I due attraversarono in fretta il prato e fecero il giro della casa in punta di piedi: quando sentirono le voci provenire da una finestra aperta, furono lesti a raggiungerla e nascondersi dietro un gran cespuglio fiorito.

All'interno, un Damon ignaro di tutto percorreva nervosamente il salottino.

«Tu e quell'altro sciagurato mi avete fatto impazzire!» accusò con veemenza, puntando un dito contro Richard: lo storico appariva rilassatissimo e non batté ciglio a quelle parole. «Prima stavo bene: non avevo strane idee, non facevo sogni privi di senso, e invece adesso...»

«Adesso stai finalmente iniziando a capire che io e Alan avevamo ragione» concluse per lui Richard, calmo e divertito.

Damon annaspò. «NO!» ruggì. «Tutto questo è soltanto il frutto delle vostre continue insinuazioni: voi avete... avete... ingarbugliato il mio cervello!»

Il padrone di casa inarcò beffardo le sopracciglia. «Hai una ben misera opinione del tuo cervello, se pensi che basti così poco a stravolgerlo» osservò.

L'altro lo guardò male. «Non provare a rigirare la frittata, Richard» replicò irritato. «Lo sappiamo tutti e due che la colpa di questi miei pensieri è vostra!»

«Io non la definirei proprio colpa».

«Ma andiamo!» esplose Damon, esasperato. «Faccio fatica a guardare Leah in faccia, ogni cosa che le dico mi sembra ambigua o che possa essere male interpretata... non avevo mai avuto questi problemi!»

«Non finché non hai ammesso, almeno a una piccola parte di te stesso, di esserne innamorato» commentò Richard.

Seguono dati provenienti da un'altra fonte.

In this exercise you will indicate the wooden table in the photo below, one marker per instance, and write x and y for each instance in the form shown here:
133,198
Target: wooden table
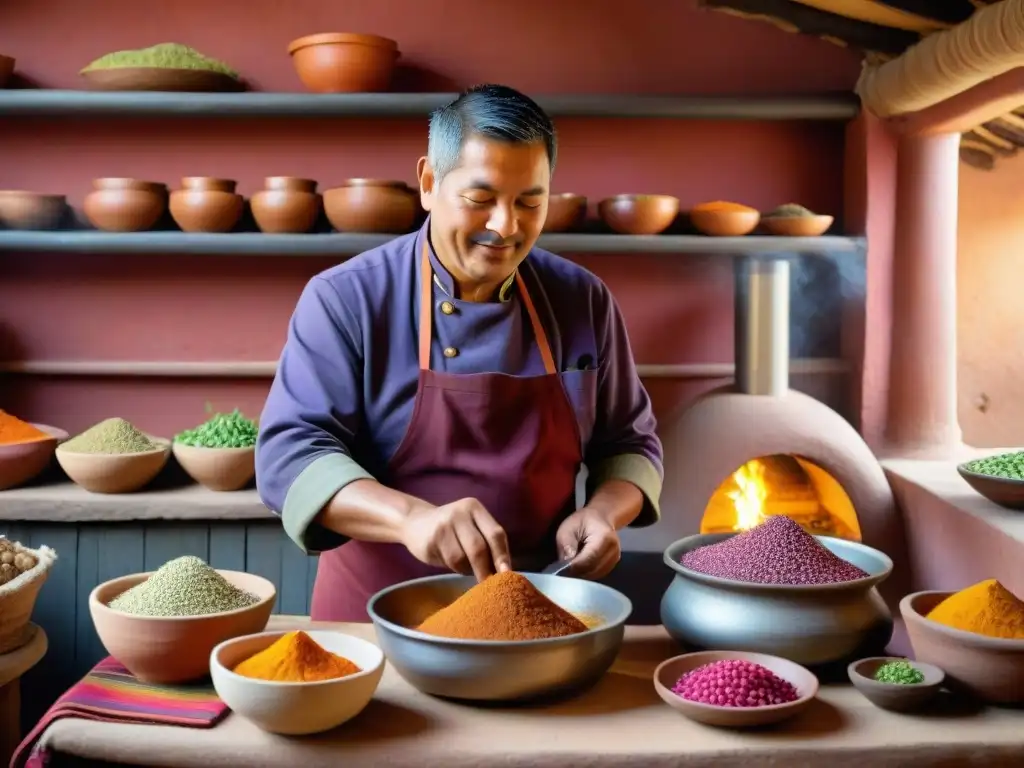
12,666
619,723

Il dottore si lasciò cadere nella poltrona più vicina con aria esausta. «Perché insisti su questa linea?» si lamentò.

«Solo perché è la verità» rispose Richard. «E perché ho imparato a mie spese quanto sia controproducente negare l'evidenza».

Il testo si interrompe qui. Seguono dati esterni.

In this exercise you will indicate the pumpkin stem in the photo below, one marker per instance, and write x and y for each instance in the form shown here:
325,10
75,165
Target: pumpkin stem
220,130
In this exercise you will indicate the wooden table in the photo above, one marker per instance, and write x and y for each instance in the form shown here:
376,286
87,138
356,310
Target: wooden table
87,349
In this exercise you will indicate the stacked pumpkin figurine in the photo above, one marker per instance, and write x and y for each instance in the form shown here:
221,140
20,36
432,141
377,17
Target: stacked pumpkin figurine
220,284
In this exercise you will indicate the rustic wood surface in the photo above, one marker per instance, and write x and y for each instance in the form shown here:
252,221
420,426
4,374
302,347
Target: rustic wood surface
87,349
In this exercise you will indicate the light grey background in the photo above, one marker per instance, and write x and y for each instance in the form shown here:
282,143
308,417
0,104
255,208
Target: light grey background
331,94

«Sicuro d'averlo imparato?» lo stuzzicò Damon: se lui doveva soffrire le pene dell'inferno in quell'ennesima conversazione, allora Richard gli avrebbe fatto compagnia.

Un cespuglio fuori dalla finestra fremette, come invaso da un branco di animali selvatici.

«Se anche non l'avessi fatto, questo sarebbe il momento meno adatto per ammetterlo» replicò Richard, che aveva scorto il movimento sospetto. Raggiunta la finestra, si appoggiò con i gomiti alla soglia. «Avanti, esci, Satana in gonnella: so che sei lì».